Senada, kajian yang dilakukan oleh Diputera dan kawan-kawan (2024) dalam Bunga Rampai Usia Emas (BRUE) mengulas pentingnya prinsip deep learning dalam konteks pendidikan anak usia dini (PAUD). Konsep deep learning di sini tidak merujuk pada teknologi algoritma komputer, melainkan pada pendekatan pedagogis yang mencakup tiga aspek fundamental seperti meaningful learning (pembelajaran bermakna), mindful learning (pembelajaran sadar), dan joyful learning (pembelajaran menyenangkan). Meskipun istilah teknis seperti deep learning mungkin terdengar asing di lingkungan PAUD, esensinya justru sangat relevan.
Pembelajaran bermakna, misalnya, dapat diwujudkan dengan menghubungkan materi ajar dengan pengalaman konkret anak, seperti menggunakan cerita atau objek sehari-hari untuk mengenalkan konsep matematika sederhana. Sementara itu, mindful learning menekankan pelatihan fokus dan konsentrasi melalui aktivitas yang terstruktur namun fleksibel, seperti permainan puzzle atau kegiatan seni yang memicu kreativitas. Adapun joyful learning bertumpu pada penciptaan lingkungan belajar yang positif, di mana anak merasa aman, didukung, dan termotivasi untuk mengeksplorasi hal baru tanpa tekanan. Ketiga prinsip ini, ketika diadaptasi secara tepat, tidak hanya mendukung perkembangan kognitif, tetapi juga membentuk fondasi kecintaan belajar sepanjang hayat serta kesiapan anak untuk menghadapi jenjang pendidikan yang lebih kompleks.

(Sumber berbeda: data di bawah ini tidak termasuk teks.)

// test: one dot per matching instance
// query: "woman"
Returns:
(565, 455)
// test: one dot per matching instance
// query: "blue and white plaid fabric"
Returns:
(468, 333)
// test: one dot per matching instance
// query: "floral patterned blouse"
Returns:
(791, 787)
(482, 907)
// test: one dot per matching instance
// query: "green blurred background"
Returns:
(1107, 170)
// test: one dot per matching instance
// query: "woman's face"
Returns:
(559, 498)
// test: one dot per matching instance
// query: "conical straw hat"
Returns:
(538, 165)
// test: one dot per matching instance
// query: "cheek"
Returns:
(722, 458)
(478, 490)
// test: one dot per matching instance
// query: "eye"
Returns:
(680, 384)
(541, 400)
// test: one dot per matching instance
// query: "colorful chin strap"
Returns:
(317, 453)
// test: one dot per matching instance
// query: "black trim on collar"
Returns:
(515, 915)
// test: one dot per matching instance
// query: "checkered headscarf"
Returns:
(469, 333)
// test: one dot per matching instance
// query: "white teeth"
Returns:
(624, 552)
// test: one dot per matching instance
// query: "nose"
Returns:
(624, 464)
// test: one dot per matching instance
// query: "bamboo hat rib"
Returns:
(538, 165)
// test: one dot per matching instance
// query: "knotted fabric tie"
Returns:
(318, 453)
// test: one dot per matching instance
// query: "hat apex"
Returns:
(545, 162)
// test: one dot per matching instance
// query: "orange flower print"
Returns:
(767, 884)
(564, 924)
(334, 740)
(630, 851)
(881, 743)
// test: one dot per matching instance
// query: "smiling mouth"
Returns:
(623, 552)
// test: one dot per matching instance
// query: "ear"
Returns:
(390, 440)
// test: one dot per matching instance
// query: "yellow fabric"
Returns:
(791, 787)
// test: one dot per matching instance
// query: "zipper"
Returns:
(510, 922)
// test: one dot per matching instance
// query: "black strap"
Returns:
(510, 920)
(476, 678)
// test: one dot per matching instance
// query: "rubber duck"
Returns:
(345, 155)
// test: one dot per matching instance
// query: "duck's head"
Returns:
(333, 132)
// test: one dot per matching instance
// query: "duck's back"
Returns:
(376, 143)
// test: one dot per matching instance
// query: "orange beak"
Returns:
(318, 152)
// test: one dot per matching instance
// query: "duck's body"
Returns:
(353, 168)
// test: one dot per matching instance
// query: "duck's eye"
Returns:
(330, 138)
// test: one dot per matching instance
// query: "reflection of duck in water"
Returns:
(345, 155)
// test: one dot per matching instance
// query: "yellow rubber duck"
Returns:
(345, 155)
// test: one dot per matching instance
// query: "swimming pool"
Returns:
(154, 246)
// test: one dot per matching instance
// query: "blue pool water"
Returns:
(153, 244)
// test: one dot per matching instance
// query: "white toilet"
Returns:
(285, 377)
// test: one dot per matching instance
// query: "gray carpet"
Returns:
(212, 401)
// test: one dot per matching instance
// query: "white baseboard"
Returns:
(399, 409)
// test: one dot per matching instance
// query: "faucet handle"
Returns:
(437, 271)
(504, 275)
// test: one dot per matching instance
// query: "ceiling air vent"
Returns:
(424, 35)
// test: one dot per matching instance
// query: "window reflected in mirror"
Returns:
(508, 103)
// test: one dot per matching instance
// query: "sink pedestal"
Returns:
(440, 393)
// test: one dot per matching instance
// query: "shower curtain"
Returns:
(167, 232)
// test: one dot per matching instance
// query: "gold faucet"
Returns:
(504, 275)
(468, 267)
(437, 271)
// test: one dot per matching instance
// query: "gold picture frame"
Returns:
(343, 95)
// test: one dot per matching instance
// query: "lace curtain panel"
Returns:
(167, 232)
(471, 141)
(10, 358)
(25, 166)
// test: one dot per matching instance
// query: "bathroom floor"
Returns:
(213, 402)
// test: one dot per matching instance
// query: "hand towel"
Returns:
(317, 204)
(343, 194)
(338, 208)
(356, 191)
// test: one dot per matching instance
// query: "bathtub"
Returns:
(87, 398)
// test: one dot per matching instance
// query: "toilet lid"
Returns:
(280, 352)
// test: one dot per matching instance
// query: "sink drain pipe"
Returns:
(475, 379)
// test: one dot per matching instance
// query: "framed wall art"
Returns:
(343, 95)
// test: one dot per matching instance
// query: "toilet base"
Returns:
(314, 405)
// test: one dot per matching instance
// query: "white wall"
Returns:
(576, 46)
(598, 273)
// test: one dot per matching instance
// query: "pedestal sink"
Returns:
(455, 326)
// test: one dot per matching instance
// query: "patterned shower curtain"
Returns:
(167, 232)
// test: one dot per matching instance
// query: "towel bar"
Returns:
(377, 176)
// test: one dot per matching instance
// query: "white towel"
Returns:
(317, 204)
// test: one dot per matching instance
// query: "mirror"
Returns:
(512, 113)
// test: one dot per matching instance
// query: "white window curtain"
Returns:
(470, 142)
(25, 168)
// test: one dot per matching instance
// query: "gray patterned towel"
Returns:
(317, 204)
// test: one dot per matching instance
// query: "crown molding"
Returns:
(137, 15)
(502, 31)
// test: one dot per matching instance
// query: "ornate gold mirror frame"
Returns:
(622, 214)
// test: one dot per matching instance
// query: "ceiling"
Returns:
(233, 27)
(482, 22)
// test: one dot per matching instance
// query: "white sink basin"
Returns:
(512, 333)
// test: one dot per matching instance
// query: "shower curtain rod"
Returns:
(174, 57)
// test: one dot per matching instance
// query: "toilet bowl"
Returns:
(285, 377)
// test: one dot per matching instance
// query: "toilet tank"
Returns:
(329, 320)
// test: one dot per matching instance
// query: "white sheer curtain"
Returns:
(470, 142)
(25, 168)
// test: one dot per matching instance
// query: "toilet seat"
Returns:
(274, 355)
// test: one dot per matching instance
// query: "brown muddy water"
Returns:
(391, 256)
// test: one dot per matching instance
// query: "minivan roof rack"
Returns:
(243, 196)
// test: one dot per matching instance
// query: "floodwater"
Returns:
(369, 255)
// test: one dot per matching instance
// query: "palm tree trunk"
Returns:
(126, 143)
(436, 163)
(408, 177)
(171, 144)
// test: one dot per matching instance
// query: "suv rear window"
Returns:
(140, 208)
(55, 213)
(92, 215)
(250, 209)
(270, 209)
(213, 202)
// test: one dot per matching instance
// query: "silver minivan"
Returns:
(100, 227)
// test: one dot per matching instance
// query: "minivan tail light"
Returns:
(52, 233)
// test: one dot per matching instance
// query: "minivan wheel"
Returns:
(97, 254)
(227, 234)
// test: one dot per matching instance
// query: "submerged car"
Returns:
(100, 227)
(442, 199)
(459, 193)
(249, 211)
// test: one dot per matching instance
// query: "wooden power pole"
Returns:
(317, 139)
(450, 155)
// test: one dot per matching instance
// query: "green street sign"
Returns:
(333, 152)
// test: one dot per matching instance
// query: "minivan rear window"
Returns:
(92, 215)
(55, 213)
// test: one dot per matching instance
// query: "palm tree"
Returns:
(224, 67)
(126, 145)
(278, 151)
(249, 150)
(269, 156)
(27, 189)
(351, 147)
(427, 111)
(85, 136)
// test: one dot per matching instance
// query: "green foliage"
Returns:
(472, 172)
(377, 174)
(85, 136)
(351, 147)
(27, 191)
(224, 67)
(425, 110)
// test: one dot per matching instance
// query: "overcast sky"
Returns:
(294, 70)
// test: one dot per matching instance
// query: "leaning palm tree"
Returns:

Dalam pendekatan ini, peran guru bergeser dari sekadar penyampai materi menjadi fasilitator yang membimbing siswa mengeksplorasi konsep, bertanya, dan merefleksikan pembelajaran. Guru juga perlu merancang kurikulum yang tidak terlalu padat, tetapi fokus pada materi esensial dengan kedalaman analisis. Misalnya, mengurangi daftar hafalan sejarah dan menggantinya dengan proyek analisis dampak peristiwa bersejarah terhadap kondisi sosial saat ini. Selain itu, nilai-nilai seperti integritas, empati, dan kolaborasi harus diintegrasikan dalam semua mata pelajaran untuk membentuk karakter siswa.
Di sisi lain, pendidikan holistik menjadi pendekatan yang tak kalah penting dalam membentuk manusia utuh. Ghani dan Riadi (eds., 2012) menjelaskan bahwa pendidikan holistik berkaitan erat dengan pedagogik transformatif, yang bertujuan mengembangkan peserta didik secara menyeluruh—baik secara intelektual, emosional, sosial, maupun spiritual. Merujuk pada pemikiran Tilaar, proses pendidikan harus menjadi wahana individuasi, yakni proses di mana anak didik belajar menjadi dirinya sendiri melalui eksplorasi potensi dan pengambilan keputusan mandiri.
Latifah (2008) memperkuat gagasan ini dengan tiga prinsip pendidikan holistik: connectedness (keterkaitan antarunsur dalam sistem pembelajaran), wholeness (keutuhan yang mencakup semua aspek kehidupan), dan being (proses menjadi diri sendiri melalui pembelajaran aktif). Prinsip-prinsip ini selaras dengan filosofi deep learning, terutama dalam menekankan pembelajaran yang kontekstual, reflektif, dan berpusat pada peserta didik. Pendidikan holistik, dengan demikian, tidak hanya mengajarkan anak untuk menghafal informasi, tetapi juga memahami hubungan antara pengetahuan, kehidupan nyata, dan nilai-nilai kemanusiaan.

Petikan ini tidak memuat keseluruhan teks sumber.